Life’s natural direction is not evolution. Copying errors in DNA’s information are called mutations, which adversely affect the cell and organism. Damage to the genome shortens the lifespan of individuals and entire populations. As time passes, genetic information erodes. Mutations in the genomes of organisms are usually nearly neutral, with little effect on the organism’s fitness—its ability to survive. But the buildup of harmful mutations does occur, and this causes genetic degeneration. Mutations lead to the loss of genetic information and, consequently, the loss of genetic potential. This results in what is termed genetic load for a population of organisms. Genetic load is the amount of mutation in a kind of organism that affects its fitness in a particular environment. We haven’t seen mutations increase genetic potential, but they do increase genetic load and make survival harder—especially in man. So life naturally heads toward harmful changes, not the helpful ones that evolution claims.

BACK TO THE BIBLE

Read Genesis 1:26, 28-29; Leviticus 17:11; 1 Corinthians 15:20-26.

What does it mean when the Bible says life is “in the blood”? How does this fit with how scientists would describe something as alive? If you have blood, then you have life.
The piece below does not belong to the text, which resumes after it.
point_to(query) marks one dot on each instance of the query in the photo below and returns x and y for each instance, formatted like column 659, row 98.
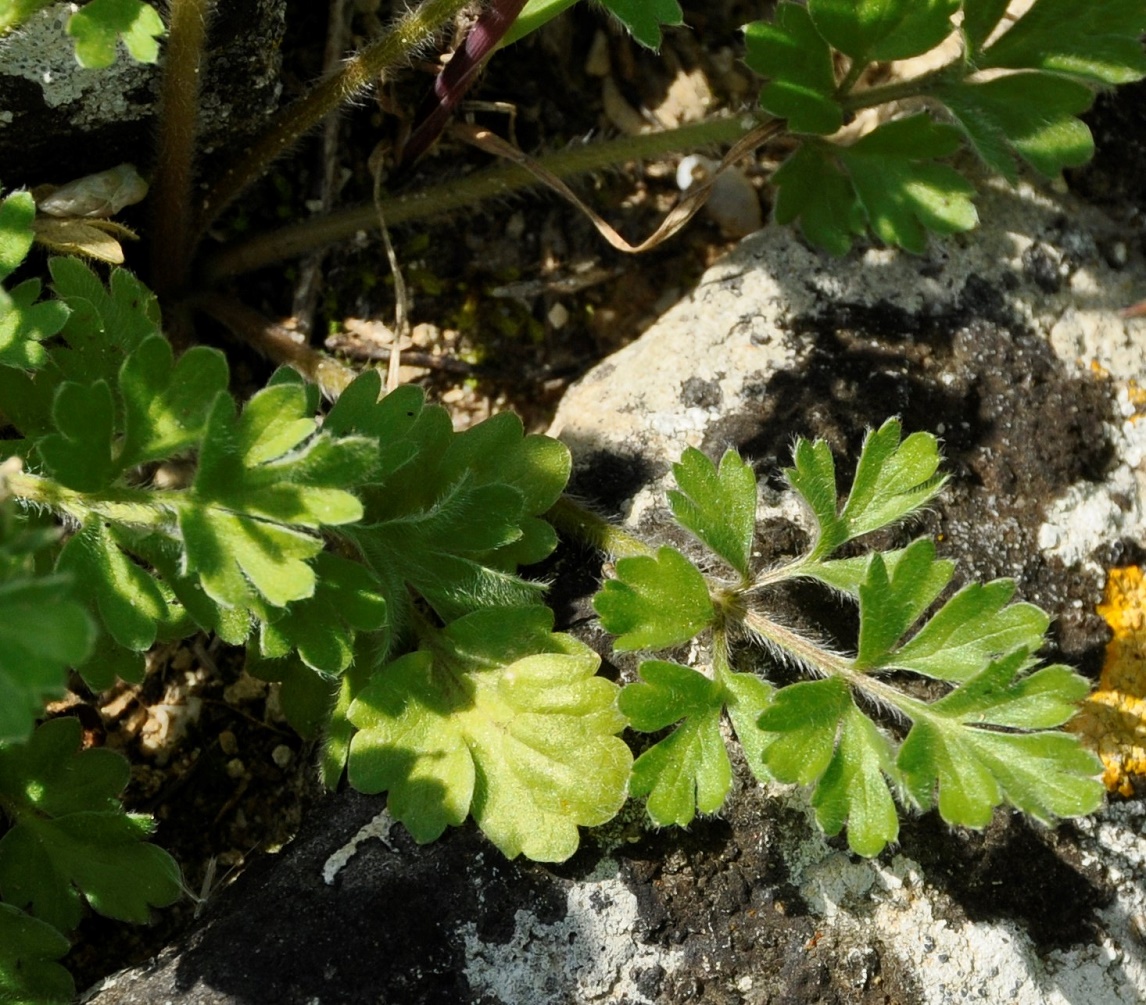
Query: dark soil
column 716, row 889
It is a different definition from the ones many scientists use. Plants can metabolize and reproduce, but according to the Bible, they aren’t alive in the same way that animals and people are alive because they don’t have blood.

Where did all of life come from? All of life came from God’s creation of the world in Genesis 1.
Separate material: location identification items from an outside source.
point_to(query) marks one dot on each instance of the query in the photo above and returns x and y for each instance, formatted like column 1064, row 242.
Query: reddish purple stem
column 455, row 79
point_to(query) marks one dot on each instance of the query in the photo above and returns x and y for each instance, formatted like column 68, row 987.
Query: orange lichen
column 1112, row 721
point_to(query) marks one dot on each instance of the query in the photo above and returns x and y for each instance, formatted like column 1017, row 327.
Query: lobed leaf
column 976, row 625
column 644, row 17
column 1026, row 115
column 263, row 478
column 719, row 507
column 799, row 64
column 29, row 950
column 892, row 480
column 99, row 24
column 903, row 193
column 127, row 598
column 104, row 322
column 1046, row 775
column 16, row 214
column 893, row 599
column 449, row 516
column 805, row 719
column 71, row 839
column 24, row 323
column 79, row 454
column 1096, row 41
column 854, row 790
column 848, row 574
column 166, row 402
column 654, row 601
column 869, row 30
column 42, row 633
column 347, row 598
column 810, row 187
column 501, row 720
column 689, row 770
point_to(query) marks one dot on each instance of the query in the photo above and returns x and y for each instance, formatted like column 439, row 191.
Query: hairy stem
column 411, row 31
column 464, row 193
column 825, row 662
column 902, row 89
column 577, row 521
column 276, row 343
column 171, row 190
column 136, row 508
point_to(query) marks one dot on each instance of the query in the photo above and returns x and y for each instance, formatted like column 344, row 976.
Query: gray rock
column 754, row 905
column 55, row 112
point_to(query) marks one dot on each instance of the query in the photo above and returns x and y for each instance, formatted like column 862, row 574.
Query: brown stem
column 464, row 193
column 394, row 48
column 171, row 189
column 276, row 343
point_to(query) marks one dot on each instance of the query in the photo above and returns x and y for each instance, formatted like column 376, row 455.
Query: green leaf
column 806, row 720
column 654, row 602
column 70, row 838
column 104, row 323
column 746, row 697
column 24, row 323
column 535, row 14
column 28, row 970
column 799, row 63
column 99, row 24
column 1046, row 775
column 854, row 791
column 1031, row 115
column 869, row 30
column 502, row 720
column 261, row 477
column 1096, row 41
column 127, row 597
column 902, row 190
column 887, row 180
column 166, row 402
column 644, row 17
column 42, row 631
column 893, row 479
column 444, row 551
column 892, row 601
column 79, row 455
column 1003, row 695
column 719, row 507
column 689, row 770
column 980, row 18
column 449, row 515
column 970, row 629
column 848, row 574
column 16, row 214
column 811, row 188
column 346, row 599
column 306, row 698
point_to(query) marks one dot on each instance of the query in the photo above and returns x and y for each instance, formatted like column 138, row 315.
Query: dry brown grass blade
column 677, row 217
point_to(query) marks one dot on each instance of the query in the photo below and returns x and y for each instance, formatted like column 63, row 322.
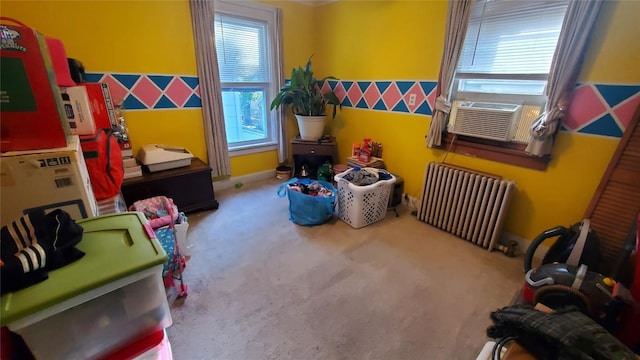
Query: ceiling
column 314, row 2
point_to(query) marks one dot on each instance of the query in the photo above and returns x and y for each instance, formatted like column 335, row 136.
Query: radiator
column 466, row 203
List some things that set humans apart from plants and animals. Humans were made in the image of God. Humans can make things out of their imaginations. Humans produce things purely for intellectual and aesthetic purposes. Humans are the only creatures that worship something.

What important task did God give us in Genesis? God gave humans the responsibility of ruling over the world and caring for it.

If we truly believe God made us special and set apart, how should that change the way we work, play, live, and interact with others? We should seek to know and understand God’s will for our lives so that we can please him in all areas of our life. We will recognize that we are all made in His image, so we are all unique and special and therefore, we should treat each other as such. We should place great value on life since it is from God.

What hope do Christians have in spite of the fact that life will someday end? Christians have hope in an eternal life spent with God through salvation in Jesus Christ.

OBSERVE GOD’S CREATION INTENTLY

I have heard one say that if you are bored with life it is because you are the one that is boring. The point is that God’s creation and this life is far from boring if you truly engage with it.

What are some activities that can help us and our families engage with God’s creation in an exciting way?